AI
Game AI
Overview
Game AI is one of the first AI applications in people’s life. It controls intelligent agents to take action by sensing the environment and making decisions. The agent could be a vehicle, a robot, or occasionally something more abstract such as a whole group of entities or even a country or civilization. Different from the real-world AI problem, such as self-driving cars, whose environment is pretty noisy and hard to understand semantically, games’ environment is designed and structured, and hence the AI can easily extract information from the environment. Therefore, making decisions and taking actions are the focus of game AI. Game AI also has particular constraints: (1) It is usually not pre-trained. (2) The game is usually supposed to provide entertainment and challenge rather than be “optimal.” (3) There is often a requirement for agents to appear “realistic.” (4) It needs to run in “real-time.” (5) It’s ideal if at least some of the system is data-driven rather than hard-coded.
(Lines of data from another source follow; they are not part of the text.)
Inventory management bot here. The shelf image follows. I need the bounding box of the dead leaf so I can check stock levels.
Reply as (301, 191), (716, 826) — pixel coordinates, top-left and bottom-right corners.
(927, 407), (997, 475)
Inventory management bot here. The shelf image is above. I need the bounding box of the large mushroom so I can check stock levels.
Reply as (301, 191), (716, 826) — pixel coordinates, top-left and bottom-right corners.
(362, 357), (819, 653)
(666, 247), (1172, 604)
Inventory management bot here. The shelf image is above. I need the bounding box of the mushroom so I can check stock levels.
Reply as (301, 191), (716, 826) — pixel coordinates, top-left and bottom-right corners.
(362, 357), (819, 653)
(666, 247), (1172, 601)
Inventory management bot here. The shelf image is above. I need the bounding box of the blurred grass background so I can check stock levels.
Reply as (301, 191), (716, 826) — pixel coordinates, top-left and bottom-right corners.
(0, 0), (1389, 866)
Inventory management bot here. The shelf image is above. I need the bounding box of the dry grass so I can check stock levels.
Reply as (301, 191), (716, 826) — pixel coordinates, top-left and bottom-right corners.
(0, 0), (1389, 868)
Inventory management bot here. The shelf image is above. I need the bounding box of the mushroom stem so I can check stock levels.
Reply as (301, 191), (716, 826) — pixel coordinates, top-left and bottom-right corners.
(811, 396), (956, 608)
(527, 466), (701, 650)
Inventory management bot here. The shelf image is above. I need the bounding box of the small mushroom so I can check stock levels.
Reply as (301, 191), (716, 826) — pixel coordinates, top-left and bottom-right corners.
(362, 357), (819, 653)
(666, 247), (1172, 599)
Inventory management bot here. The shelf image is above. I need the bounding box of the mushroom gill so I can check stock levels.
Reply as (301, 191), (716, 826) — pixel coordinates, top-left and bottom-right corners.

With that in mind, we can look at some simple AI approaches to decisions and actions.
Decision Making
The basic decision-making can be implemented by a hardcoded conditional statement or a decision tree. Early video games in the 1970s, such as Pong, mainly used this method. Although simple reactive systems are very powerful, there are many situations where they are not enough. For example, sometimes there are just too many conditions to effectively represent them in a decision tree and sometimes we need to think ahead and estimate how the situation will evolve before deciding our next move. For these problems, we need more complex solutions such as finite state machines and behavior trees.
Pathfinding
Pathfinding is almost involved in every modern game. In a soccer game, the AI player needs to find a path to block your football and in a first-person shooter game, the AI terrorist need to find a path to plant the bomb. The simplest way of finding a path is to use breadth-first search (BFS), depth-first search (DFS), or A-start search on a meshed map. However, movement by mesh is not realistic. To address this issue, we can use the “waypoints” system, as each node represents a significant position in the world that can form part of any number of hypothetical paths.
Challenges
We have witnessed the big progress of game AI in recent years. AlphaGo beat the two best Go players in the world in 2016 and 2017. But there are still many challenges around the game AI. First is the demanding requirements of ML-based AI. Training professional-level AIs for complex environments usually requires large computational resources. This may hinder game innovation and favor the monopoly of bigger players in the market. Second is the lack of standard AI evaluation. Current games usually utilize winning rates (against professional human players) based on evaluation criteria. However, such evaluation is relatively rough and against the objective of games: being fun and bringing happiness. The third is the new different types of games. Most games nowadays are symmetric. However, the real world is full of asymmetric games. So a practical issue raises, it may be a good direction to design asymmetric games, so as to develop decision-making intelligence for real-world problems.
Concerns
The field of game AI is currently dominated by the male and the white. That means we miss some important perspectives of what games should be from women and people of color. It may be reflected in the game characters which only show the taste of a specific group of people. It may be reflected in the game design which neglects the requirement of the under presented. Diversity isn’t just about avoiding mistakes or harm. it’s about fresh ideas, different ways of thinking, and hearing new voices.